Clay Holmes, Gleyber, Yankees escaped worst collapse in history by fingernail vs. Rangers
And Gleyber Torres nearly made the worst play of all.
The New York Yankees led Sunday's series finale with the under-.500 Texas Rangers by margins of: 5-0, 6-1, 8-3, and 8-6 with nobody on, two outs, and the heart of the order having been taken care of in the top of the ninth.
They still came within a fraction of a half of a strand of hair away from blowing it, right down to Gleyber Torres' attempt to field the most routine of routine grounders to close it out.
Whether the Yankees had blown this game or not, Clay Holmes would've been the face of malfeasance, but his teammates deserve the lion's share of the blame for what transpired. Over and over and over again.
Holmes was pushed to his personal limits and then some to secure this victory, in large part because Jazz Chisholm, not a third baseman, was unable to field a soft grounder, was bunted towards, and cut in front of Anthony Volpe on what should've been the final out of the seventh, slicing the lead to 6-3 at the time. Juan Soto and Aaron Judge's back-to-back homers extended the gap (briefly) before Mark Leiter Jr. served up a splitter meatball to Nathaniel Lowe, walked Leody Taveras (?), and gave up a Giancarlo Stanton-esque tater to Carson Kelly (??). Therefore, Holmes came into the eighth facing the tying run in Corey Seager, something you have to do if you're Aaron Boone, watching slow-motion disaster strike. It worked ... except for it also didn't, given that Holmes was then forced to enter the ninth, dealing with 3-4-5 after sitting in the dugout and nursing an eight-pitch head start.

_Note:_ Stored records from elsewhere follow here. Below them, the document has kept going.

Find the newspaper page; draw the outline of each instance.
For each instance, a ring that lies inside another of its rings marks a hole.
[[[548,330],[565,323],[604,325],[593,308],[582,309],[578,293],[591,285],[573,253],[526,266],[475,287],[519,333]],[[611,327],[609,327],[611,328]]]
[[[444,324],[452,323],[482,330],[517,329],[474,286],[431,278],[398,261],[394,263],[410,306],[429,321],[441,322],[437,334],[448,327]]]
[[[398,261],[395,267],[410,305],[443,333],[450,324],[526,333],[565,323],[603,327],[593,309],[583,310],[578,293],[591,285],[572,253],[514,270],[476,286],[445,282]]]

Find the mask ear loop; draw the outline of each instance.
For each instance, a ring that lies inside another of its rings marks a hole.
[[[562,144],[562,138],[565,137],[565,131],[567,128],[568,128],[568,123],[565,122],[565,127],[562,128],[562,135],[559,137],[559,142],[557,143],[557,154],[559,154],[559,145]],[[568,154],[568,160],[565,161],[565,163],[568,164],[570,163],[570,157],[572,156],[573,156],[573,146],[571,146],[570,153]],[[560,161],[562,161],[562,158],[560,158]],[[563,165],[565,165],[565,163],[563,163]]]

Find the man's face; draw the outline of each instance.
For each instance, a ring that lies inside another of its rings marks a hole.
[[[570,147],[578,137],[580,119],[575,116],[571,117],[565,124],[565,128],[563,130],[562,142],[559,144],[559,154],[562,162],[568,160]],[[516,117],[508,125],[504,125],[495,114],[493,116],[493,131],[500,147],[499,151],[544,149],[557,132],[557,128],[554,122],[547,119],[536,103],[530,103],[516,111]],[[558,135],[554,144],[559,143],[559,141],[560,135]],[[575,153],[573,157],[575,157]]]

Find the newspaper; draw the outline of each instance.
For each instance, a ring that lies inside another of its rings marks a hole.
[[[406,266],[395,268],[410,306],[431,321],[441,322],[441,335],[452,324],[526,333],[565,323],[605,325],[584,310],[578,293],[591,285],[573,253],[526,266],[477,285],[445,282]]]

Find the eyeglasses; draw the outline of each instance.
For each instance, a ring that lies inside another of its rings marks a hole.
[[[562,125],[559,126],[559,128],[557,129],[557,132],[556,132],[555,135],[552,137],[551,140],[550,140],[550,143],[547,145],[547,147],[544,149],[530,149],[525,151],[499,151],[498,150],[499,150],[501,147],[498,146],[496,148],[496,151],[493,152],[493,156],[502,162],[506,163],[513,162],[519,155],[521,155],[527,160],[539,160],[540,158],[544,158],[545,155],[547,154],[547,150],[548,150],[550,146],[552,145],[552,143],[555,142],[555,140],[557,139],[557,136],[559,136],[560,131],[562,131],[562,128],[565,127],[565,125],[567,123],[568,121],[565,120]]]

Against all odds, he retired both Marcus Semien and Josh Jung to open the frame, but his breaking ball was notably backing up during the Jung AB, which Paul O'Neill pinpointed. After flirting with losing the zone, he lost it entirely with Wyatt Langford at the dish, then was outlasted by Lowe, who did his best Masataka Yoshida impression without finding the seats.
How did Yankees' Clay Holmes pull off a 45-pitch save?
Holmes was scared of his sinker. He also continued to hang his breaker. Nothing about the innovatively painful ninth seemed destined to end in anything but utter disaster, doubled with Adolis Garcia turned soft contact into a RBI single. One-run game, Taveras at the plate and Holmes' tank so empty it was surprising his car could even drift.
To say the game "hung in the balance" would be an understatement. The game teetered with one axle on the edge of a crumbling cliff. Taveras, the Rangers' worst hitter, was certainly talented enough to knock a two-run single or walk against Holmes, trying to breathe inside a skin-tight plastic bag.
It was the game's fault that Holmes was stuck. Did anyone really want Boone to go to Tim Hill? No. This had to be Holmes, and it was about to be an Arm Crime of unfathomable proportions, powered by teamwork.
But somehow, a miracle happened. After dotting 98 for strike two, then missing with two breakers, Holmes induced a soft grounder to Torres. It took long enough to reach Torres' glove that every Yankee fan had more than enough time to remember what soft grounders to Torres often turn into. Unsurprisingly, with Taveras all but surrendering, jogging to first after Holmes' 45th (!!!) pitch, Torres absorbed the ball, stumbled, fell to one knee, and shotputted the pill to DJ LeMahieu at first. Relatively anonymous ballgame over, as this one turned back into "a strange one we'll all remember" in a flash after trying desperately to become the franchise's biggest regular-season disaster, with a golden chance to gain on Baltimore. 8-3 with one out in the eighth!
Look. At Torres. Here. Look at all of it. Now that we know how it ends, watch. Absorb. Gag.
Holmes would've gotten pinned with the goat horns undoubtedly if Taveras had found grass, but in reality, he deserves to be commended for his efforts, extending himself two miles past the point of discomfort and summoning some kind of hacking, coughing rabbit from his sweaty hat. Torres, who also happened to cut in front of Anthony Volpe for the sake of a mid-game giggle, narrowly recording the final out of the seventh? He's still earned our ire and scorn, even as one of the least enjoyable wins in a decade settles in the correct column.